Aveva 23 anni quando ha capito che «era lei». Consumava la bici girando i paesini in cerca di una grande donna da sposare. La Gina abitava dall’altra parte della strada, si vedevano tutti i giorni. «Chi ci pensava...». Una mattina era lì da solo, con cinque catini di sale per concimare. La vede e le chiede: «Mi aiuti?». «Perché no?», solleva il catino e giù per il campo. «Fulminato! Ho detto: quella è mia moglie». La stessa cosa a quella vacanza: «Lì è nata la nostra nuova vita». Come dice nel video: «Era quello che da tanti anni noi si cercava: l’unità! La comunione!».
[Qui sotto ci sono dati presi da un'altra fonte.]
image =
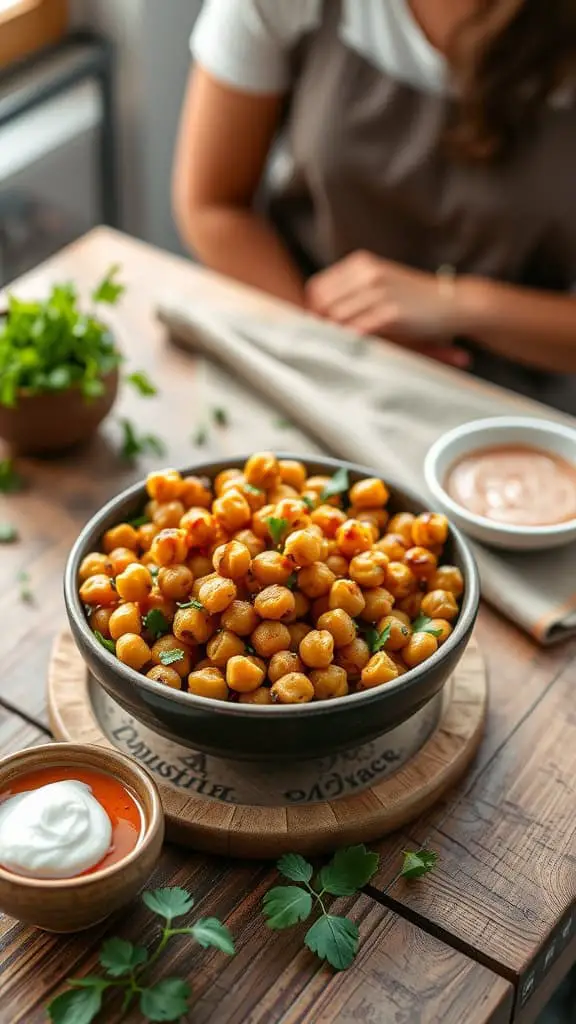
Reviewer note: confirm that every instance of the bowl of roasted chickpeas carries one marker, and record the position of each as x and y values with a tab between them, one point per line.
271	607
Una mattina, anche se si svegliava sempre piena di malanni, la Gina gli dice: «Senti, noi non possiamo stare fermi a dire che è bello e basta. Il nostro cuore scoppia». La casa d’accoglienza la aprono poco dopo, a Seveso, accompagnati dagli amici, da Giussani e poi da Famiglie per l’accoglienza. Per 15 anni, di cui ricordano ogni particolare, hanno accolto un centinaio di persone, tra bambini, ragazzi, adulti. «Ciascuno di loro è una storia infinita». Emanuela è una prostituta, gliela portano chiusa nel baule di un’auto. Una notte si affaccia alla loro stanza: «Vorrei dormire in mezzo a voi». S’inginocchia al loro letto, e inizia a piangere. In casa non c’era mai un calcolo sui soldi. C’era la regola: «La preghiera. La povertà, anche spicciola, tutto doveva essere per il bene e niente per il superfluo. Il lavoro. E l’accoglienza. Chi arrivava non faceva bene solo a noi, ma anche agli altri che c’erano. Eravamo tutti educati all’amore».
«Se non avessimo incontrato il movimento, avremmo messo i remi in barca», dice Mario. E la Gina non potrebbe dire: «Oggi mi è tutto caro. Ogni giorno è una novità. Quando è arrivato Carrón, non capivo. Ma, seguendolo, mi sono meravigliata: ti chiedi come possa esserci qualcuno dopo Giussani. E invece il Signore te ne dà ancora uno. E non finisce mai». Vanno tuttora in caritativa, nella loro ex casa, che hanno donato ad un centro di cura. Mattina e sera, Mario bacia il crocifisso: «Questo mi fa iniziare bene la giornata e me la fa terminare meglio. Un giudizio continuo: Gesù è lì con te. È spasimante di te». In questa casetta, dove lui aiuta lei ad infilarsi le calze e a toglierle, e le legge la biografia di Giussani perché è scritta troppo piccola, la giovinezza è il desiderio della totalità che pulsa nel loro cuore. «Tu puoi riuscire a dare uno, ma l’altro 99 serve ancora a te. Ti serve a chiedere misericordia. Ad essere mendicante. Il solo cammino vero».